このことは、役所内の統治能力がないからつまらん、と言うだけではなく、なぜその問題を適切なプロセスですぐに政治に上げなかったのか、もしくは上げる必要も感じていなかったのか、上げにくかったのか、を考え、適正に処理されるよう徹底していかねばなりません。念のためですが、2004年の小泉政権からだけでも7つも異なる政権を跨いでの話ですので、様々な役所の幹部、様々な担当が知っていた筈ですし、様々な政治家が報告を受けて責任をとれる体制だったはず。そういう意味では、政局ネタにするものではないはずです。

厚労担当を血祭りに上げるのではなくて、なぜ斯様なことが起きてしまうのか、官僚組織分析をして、全省庁的に、問題があるなら直ぐに政治に上げる体制を早急に整備しなければなりません。政治が責任を取らなければならないのですから。そういうことを徹底しなければなりません。他に本当にないのか、そしてあるなら、直ぐに上げるのなら大目に見る、遅れて出てきたら厳罰に処す。このくらいの覚悟は必要なのだと思います。

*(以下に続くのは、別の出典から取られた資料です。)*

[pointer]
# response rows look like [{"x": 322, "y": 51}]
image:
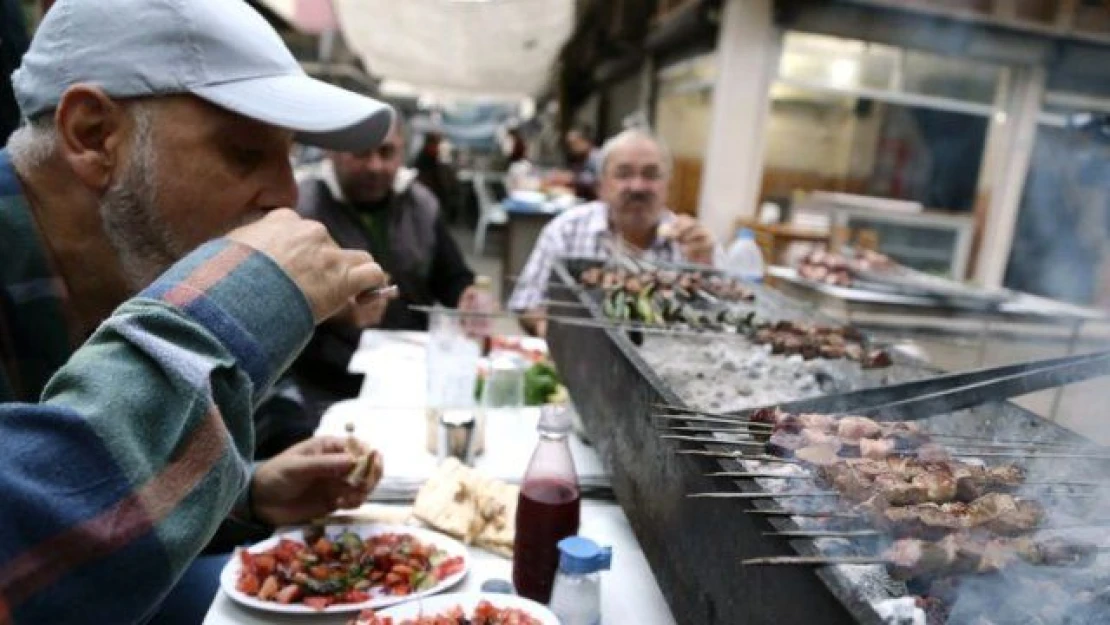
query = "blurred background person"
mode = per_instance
[{"x": 369, "y": 201}]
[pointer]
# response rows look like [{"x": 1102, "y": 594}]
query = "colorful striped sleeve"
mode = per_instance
[{"x": 138, "y": 447}]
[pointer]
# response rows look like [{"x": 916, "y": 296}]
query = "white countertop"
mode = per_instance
[{"x": 389, "y": 415}]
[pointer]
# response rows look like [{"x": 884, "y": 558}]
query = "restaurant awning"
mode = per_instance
[{"x": 463, "y": 48}]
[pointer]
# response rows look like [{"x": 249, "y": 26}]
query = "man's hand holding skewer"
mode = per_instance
[{"x": 311, "y": 480}]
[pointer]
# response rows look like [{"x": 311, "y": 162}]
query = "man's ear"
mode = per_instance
[{"x": 91, "y": 131}]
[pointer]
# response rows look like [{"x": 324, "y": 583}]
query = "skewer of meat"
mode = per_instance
[
  {"x": 966, "y": 481},
  {"x": 957, "y": 554},
  {"x": 707, "y": 425},
  {"x": 825, "y": 455}
]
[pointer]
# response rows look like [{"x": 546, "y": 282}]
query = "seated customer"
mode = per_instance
[
  {"x": 121, "y": 457},
  {"x": 367, "y": 201},
  {"x": 635, "y": 168}
]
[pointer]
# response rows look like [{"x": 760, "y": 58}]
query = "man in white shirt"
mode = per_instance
[{"x": 631, "y": 215}]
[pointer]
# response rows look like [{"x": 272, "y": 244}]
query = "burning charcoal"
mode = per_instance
[
  {"x": 850, "y": 333},
  {"x": 810, "y": 349},
  {"x": 592, "y": 276},
  {"x": 763, "y": 336},
  {"x": 876, "y": 359},
  {"x": 788, "y": 326},
  {"x": 791, "y": 345},
  {"x": 853, "y": 351},
  {"x": 769, "y": 416},
  {"x": 778, "y": 344}
]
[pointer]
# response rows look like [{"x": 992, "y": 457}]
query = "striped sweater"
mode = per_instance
[{"x": 117, "y": 477}]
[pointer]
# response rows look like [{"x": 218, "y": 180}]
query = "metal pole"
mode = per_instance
[
  {"x": 981, "y": 355},
  {"x": 1072, "y": 342}
]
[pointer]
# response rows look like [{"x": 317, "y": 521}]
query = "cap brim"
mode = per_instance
[{"x": 321, "y": 114}]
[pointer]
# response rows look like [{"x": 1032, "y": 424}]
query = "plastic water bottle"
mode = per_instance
[
  {"x": 745, "y": 259},
  {"x": 577, "y": 596}
]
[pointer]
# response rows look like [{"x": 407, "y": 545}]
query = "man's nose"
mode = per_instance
[
  {"x": 280, "y": 189},
  {"x": 374, "y": 163},
  {"x": 638, "y": 183}
]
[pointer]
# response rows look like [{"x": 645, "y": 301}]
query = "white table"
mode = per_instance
[{"x": 387, "y": 415}]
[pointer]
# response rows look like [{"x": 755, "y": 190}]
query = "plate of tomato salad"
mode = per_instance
[
  {"x": 343, "y": 568},
  {"x": 453, "y": 608}
]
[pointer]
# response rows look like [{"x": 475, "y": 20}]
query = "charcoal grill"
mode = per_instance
[{"x": 695, "y": 546}]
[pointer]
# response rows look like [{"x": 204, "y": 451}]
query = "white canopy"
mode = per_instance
[{"x": 460, "y": 48}]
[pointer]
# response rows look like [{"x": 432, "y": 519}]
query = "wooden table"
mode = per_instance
[{"x": 775, "y": 238}]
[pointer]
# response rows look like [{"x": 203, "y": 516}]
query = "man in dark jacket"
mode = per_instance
[{"x": 370, "y": 202}]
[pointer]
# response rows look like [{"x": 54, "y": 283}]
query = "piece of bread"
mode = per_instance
[{"x": 470, "y": 506}]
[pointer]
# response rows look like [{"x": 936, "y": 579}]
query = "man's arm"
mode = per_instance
[
  {"x": 450, "y": 275},
  {"x": 138, "y": 447},
  {"x": 532, "y": 286}
]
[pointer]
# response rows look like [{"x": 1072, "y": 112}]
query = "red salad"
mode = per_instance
[
  {"x": 343, "y": 568},
  {"x": 484, "y": 614}
]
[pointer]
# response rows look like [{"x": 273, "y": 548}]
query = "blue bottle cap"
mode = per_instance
[
  {"x": 583, "y": 556},
  {"x": 498, "y": 586}
]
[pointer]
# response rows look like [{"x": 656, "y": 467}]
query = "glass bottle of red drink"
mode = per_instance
[{"x": 547, "y": 510}]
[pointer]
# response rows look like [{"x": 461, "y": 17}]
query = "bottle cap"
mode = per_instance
[
  {"x": 582, "y": 556},
  {"x": 498, "y": 586},
  {"x": 555, "y": 419}
]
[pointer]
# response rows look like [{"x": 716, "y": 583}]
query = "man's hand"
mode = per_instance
[
  {"x": 471, "y": 300},
  {"x": 329, "y": 275},
  {"x": 694, "y": 239},
  {"x": 367, "y": 309},
  {"x": 534, "y": 321},
  {"x": 309, "y": 481}
]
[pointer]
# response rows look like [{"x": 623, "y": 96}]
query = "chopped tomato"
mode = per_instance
[
  {"x": 323, "y": 547},
  {"x": 355, "y": 596},
  {"x": 448, "y": 567},
  {"x": 264, "y": 564},
  {"x": 318, "y": 603},
  {"x": 248, "y": 584},
  {"x": 269, "y": 588},
  {"x": 343, "y": 568},
  {"x": 289, "y": 594},
  {"x": 319, "y": 572}
]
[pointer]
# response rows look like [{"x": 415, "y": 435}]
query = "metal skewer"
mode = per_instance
[
  {"x": 965, "y": 451},
  {"x": 738, "y": 456},
  {"x": 784, "y": 495},
  {"x": 805, "y": 513},
  {"x": 815, "y": 561},
  {"x": 942, "y": 440},
  {"x": 826, "y": 534}
]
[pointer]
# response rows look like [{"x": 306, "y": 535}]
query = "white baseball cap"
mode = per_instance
[{"x": 222, "y": 51}]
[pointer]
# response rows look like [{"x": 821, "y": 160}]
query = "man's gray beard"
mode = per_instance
[{"x": 129, "y": 213}]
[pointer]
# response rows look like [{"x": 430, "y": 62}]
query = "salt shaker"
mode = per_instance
[{"x": 576, "y": 598}]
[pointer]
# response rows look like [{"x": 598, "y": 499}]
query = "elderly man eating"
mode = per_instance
[
  {"x": 153, "y": 285},
  {"x": 631, "y": 218}
]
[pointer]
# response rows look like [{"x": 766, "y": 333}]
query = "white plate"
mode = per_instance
[
  {"x": 468, "y": 602},
  {"x": 230, "y": 574}
]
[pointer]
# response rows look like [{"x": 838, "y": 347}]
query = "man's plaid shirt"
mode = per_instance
[{"x": 581, "y": 232}]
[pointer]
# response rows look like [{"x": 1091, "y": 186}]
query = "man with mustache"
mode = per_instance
[
  {"x": 149, "y": 179},
  {"x": 370, "y": 202},
  {"x": 635, "y": 168}
]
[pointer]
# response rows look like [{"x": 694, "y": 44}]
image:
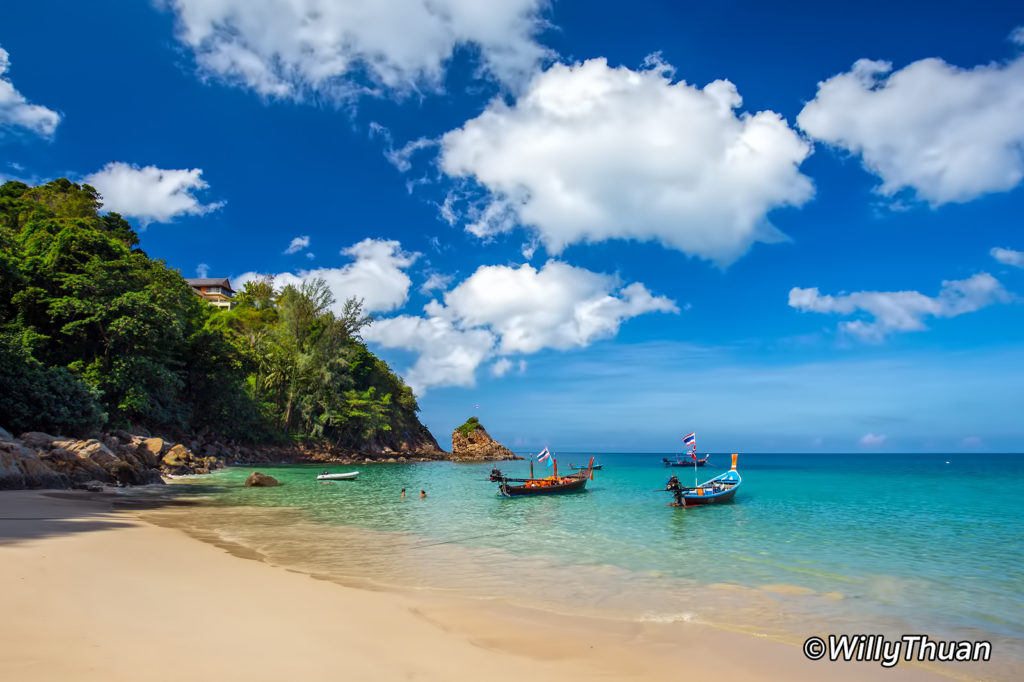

ただ、その上で、ですが、統計セクションにこれまで国家がリソースを注いでいなかったのも事実です。EBPMなどという言葉は極最近になって言われ始めたものであることから分かるように、統計は極めて重要であるものの、雰囲気的にとでも言いましょうか、重要視はされていなかった。ここにも本質的問題が潜んでいます。2年前に、党内で統計の重要性や基盤構築に関する議論に関与し、政府に提言を行ったものとしては、無念でなりません。